The proposed project is a series of self contained books. I wrote quite a few drafts of stories that weren't quite right for the first book, but in the end (with the help my my editor David Chauvel) I found something that worked. It is currently in the contract wrangling phase at a French publisher.
Drawing linework in Photoshop is starting to grow on me
I picked up a copy of John Buscema ‘A life in sketches’ and was musing on how fast this guy managed to be while keeping on-top of quality (especially when he inked his own stuff). His sketches are stunning. And watching the buildup of lines got me thinking that I need to do something similar in the digital realm.

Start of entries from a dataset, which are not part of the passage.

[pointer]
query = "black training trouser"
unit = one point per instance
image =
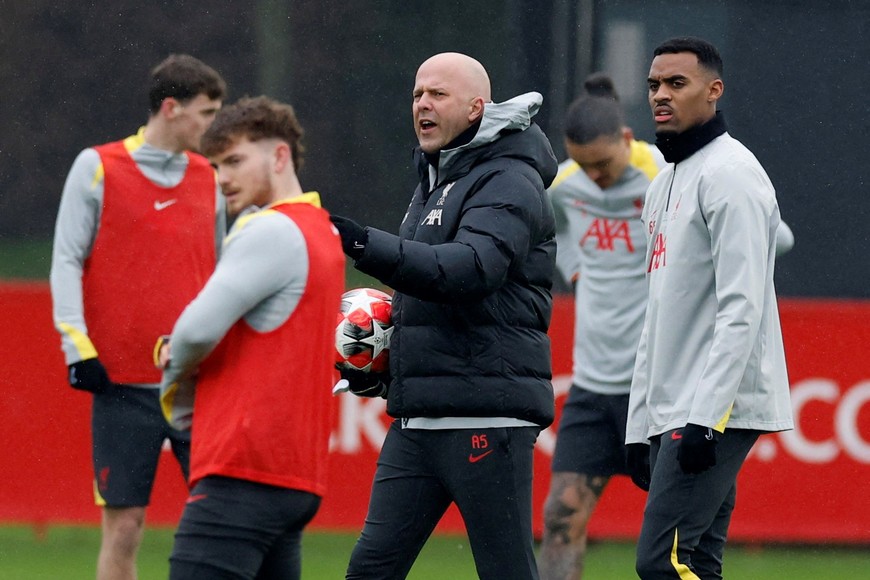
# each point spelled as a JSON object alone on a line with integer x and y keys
{"x": 685, "y": 522}
{"x": 486, "y": 472}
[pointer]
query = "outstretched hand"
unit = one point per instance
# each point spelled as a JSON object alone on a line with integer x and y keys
{"x": 353, "y": 236}
{"x": 363, "y": 384}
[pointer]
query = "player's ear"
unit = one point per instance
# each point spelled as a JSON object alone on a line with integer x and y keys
{"x": 170, "y": 107}
{"x": 715, "y": 90}
{"x": 283, "y": 157}
{"x": 476, "y": 110}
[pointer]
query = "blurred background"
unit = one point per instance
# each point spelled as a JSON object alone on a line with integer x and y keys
{"x": 73, "y": 74}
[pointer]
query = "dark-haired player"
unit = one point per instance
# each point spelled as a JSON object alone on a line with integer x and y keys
{"x": 258, "y": 343}
{"x": 137, "y": 233}
{"x": 710, "y": 375}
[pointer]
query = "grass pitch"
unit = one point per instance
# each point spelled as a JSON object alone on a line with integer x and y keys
{"x": 69, "y": 553}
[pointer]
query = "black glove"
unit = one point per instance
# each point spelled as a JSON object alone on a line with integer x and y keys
{"x": 637, "y": 461}
{"x": 353, "y": 236}
{"x": 697, "y": 452}
{"x": 89, "y": 375}
{"x": 366, "y": 384}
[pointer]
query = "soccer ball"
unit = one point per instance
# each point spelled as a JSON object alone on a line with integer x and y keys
{"x": 362, "y": 335}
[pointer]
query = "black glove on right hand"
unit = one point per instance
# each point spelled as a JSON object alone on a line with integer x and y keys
{"x": 697, "y": 452}
{"x": 353, "y": 236}
{"x": 366, "y": 384}
{"x": 637, "y": 461}
{"x": 89, "y": 375}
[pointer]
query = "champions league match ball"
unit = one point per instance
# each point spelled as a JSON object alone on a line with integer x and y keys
{"x": 362, "y": 335}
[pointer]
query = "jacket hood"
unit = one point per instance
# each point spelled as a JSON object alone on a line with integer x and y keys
{"x": 506, "y": 130}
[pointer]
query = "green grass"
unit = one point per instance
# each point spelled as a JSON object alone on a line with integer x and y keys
{"x": 25, "y": 259}
{"x": 68, "y": 552}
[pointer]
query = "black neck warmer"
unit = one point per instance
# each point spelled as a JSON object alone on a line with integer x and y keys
{"x": 678, "y": 146}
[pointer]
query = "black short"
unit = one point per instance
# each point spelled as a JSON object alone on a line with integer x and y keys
{"x": 128, "y": 430}
{"x": 232, "y": 528}
{"x": 591, "y": 436}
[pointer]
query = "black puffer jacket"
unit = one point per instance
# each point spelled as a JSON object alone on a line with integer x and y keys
{"x": 472, "y": 269}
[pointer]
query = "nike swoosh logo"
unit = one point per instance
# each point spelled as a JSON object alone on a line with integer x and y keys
{"x": 476, "y": 458}
{"x": 161, "y": 205}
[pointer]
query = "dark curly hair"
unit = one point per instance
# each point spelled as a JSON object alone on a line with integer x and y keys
{"x": 255, "y": 118}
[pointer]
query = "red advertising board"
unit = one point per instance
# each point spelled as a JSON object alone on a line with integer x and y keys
{"x": 806, "y": 485}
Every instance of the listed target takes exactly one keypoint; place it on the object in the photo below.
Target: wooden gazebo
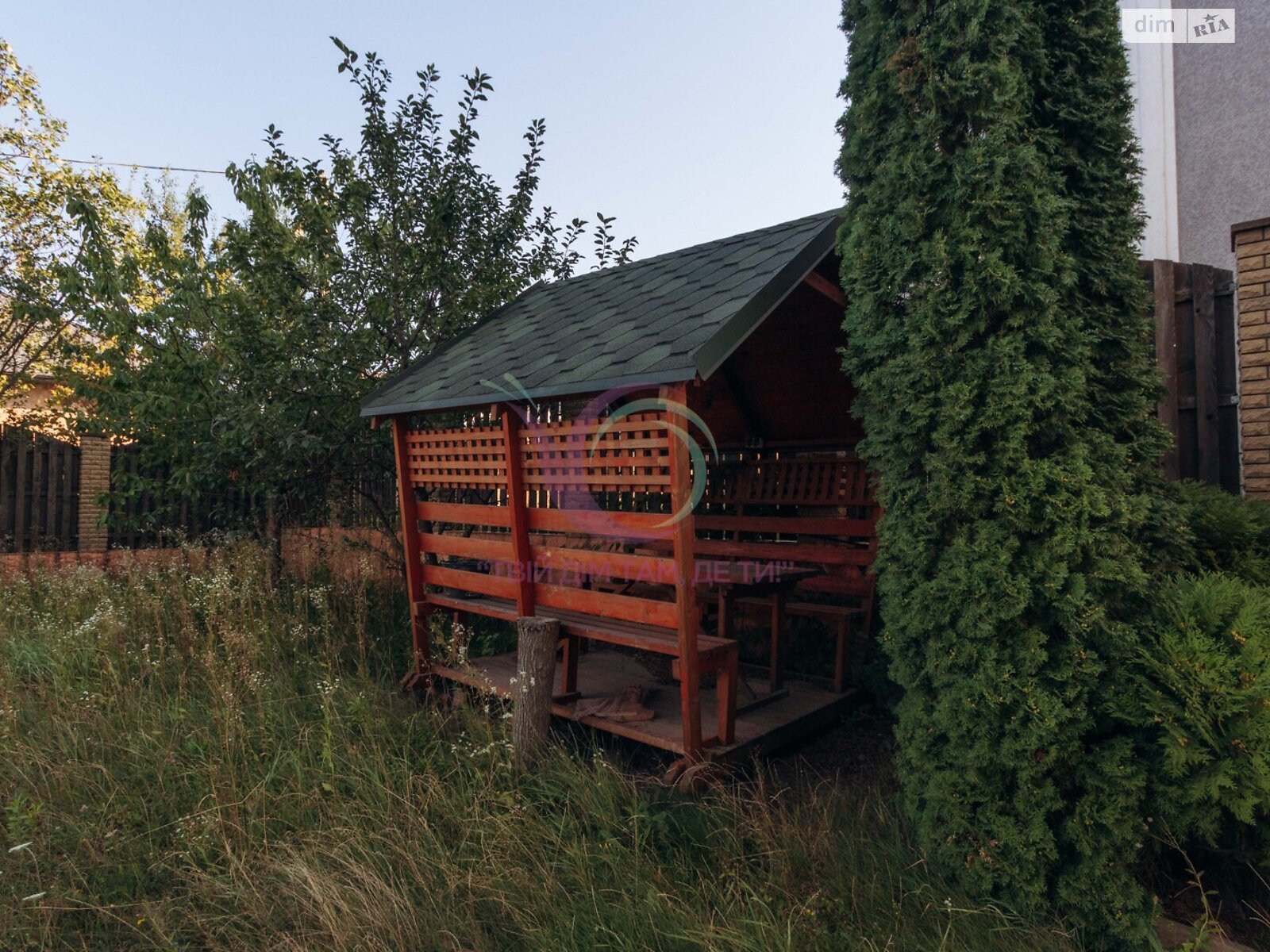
(647, 454)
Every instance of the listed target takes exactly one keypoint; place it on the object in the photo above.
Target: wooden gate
(1195, 348)
(38, 492)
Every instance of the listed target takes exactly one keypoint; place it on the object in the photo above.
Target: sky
(687, 121)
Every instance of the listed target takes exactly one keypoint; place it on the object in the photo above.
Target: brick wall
(1251, 244)
(94, 480)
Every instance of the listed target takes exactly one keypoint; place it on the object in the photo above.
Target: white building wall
(1151, 69)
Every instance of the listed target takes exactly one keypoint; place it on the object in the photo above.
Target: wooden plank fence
(38, 492)
(1195, 349)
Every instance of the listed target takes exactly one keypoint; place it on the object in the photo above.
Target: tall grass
(197, 759)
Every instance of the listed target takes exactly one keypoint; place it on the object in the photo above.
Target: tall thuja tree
(1083, 103)
(1083, 108)
(1001, 522)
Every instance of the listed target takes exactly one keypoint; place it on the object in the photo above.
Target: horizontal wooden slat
(467, 547)
(469, 582)
(595, 482)
(606, 606)
(791, 551)
(502, 608)
(855, 584)
(632, 568)
(789, 524)
(597, 524)
(465, 513)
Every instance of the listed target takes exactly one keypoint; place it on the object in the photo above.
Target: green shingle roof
(660, 321)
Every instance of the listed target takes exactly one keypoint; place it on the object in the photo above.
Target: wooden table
(733, 579)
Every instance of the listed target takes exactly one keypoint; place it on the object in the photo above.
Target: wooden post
(685, 537)
(537, 640)
(776, 676)
(410, 550)
(1206, 433)
(520, 518)
(1250, 241)
(1166, 357)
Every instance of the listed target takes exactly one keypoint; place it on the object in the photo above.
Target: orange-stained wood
(827, 287)
(626, 608)
(516, 505)
(598, 524)
(469, 582)
(605, 565)
(683, 536)
(465, 513)
(410, 549)
(787, 551)
(464, 547)
(791, 524)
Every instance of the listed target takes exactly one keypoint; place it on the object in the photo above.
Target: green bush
(997, 340)
(1199, 689)
(1221, 532)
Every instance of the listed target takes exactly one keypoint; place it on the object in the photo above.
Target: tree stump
(537, 641)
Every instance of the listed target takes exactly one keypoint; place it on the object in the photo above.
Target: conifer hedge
(997, 338)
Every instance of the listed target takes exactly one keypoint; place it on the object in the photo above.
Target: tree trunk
(273, 536)
(537, 640)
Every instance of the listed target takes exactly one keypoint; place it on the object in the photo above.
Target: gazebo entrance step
(645, 638)
(764, 727)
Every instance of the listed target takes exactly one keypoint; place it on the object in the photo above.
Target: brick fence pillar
(94, 480)
(1251, 245)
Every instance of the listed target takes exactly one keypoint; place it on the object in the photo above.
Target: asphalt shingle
(664, 319)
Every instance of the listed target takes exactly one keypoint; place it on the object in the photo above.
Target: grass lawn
(197, 759)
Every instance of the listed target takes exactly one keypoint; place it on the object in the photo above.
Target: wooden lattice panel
(471, 457)
(791, 482)
(630, 455)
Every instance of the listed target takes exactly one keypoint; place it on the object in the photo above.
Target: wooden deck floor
(605, 672)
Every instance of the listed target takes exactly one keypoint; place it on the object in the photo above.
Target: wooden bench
(714, 654)
(817, 490)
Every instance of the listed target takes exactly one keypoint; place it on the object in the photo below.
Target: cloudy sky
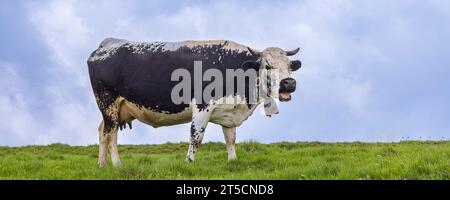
(373, 70)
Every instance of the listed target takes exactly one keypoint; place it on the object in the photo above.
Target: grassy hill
(302, 160)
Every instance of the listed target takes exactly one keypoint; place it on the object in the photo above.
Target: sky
(374, 71)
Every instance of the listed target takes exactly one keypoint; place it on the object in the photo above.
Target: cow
(134, 80)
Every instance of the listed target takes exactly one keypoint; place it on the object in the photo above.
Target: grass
(302, 160)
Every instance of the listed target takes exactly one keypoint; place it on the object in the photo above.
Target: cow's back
(141, 72)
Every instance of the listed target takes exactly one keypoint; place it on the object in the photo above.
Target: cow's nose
(287, 85)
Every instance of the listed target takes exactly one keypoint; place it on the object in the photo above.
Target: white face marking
(275, 60)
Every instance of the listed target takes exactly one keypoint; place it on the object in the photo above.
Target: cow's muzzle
(287, 86)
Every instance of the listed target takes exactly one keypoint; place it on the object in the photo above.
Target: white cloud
(17, 124)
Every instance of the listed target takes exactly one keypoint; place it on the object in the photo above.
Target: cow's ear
(250, 64)
(295, 65)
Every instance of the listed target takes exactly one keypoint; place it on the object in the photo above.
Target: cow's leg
(230, 139)
(112, 143)
(199, 122)
(102, 147)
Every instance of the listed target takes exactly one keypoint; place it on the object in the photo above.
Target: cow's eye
(268, 66)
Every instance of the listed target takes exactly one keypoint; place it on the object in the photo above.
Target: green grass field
(302, 160)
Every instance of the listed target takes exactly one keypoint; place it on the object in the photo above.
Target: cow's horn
(293, 52)
(254, 52)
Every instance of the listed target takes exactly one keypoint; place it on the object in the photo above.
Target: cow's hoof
(101, 164)
(117, 164)
(189, 159)
(232, 159)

The problem for me drawing in Photoshop has always been that lines get lost when you zoom out. It’s hard to see what you are doing, Hard to get a nice line, and I would always end up with a constrained feeling. Like it’s not possible to see the whole image properly at once, as on a real bit of paper.
Corel Painter is better at this, even when zoomed out you get a fairly decent line, it seems to average the stroke a bit better and smooth things out. but...I just find other aspects of the app to be too painful.
But looking at the broad strokes Buscema sketched with to put his first rough layout down (I think he would do his ‘thumbnails’ at full size, just straight on the board) I figured I could probably ‘sketch’ with something much larger and looser in Photoshop, and then zoom up for the final lines...filling in the details as I go...as you should when inking your own work really. (ok so maybe this is pretty obvious...but for some reason I would always try to draw like I do on paper...with a thin line for sketching)
So I gave this a go, and it actually seems to be working so far. The lines in the above image are all digital, and I think they are probably as good as my pencil stuff. Plus it feels pretty good on the line by line fun-factor basis.
I did this one a few weeks ago, and now I am running into some issues with how to do larger more complex images in this style (lines with painted background) but that has more to do with the painting than the lines. So all good.
I have also been keeping a journal of screenshots each day which I will start posting now and then.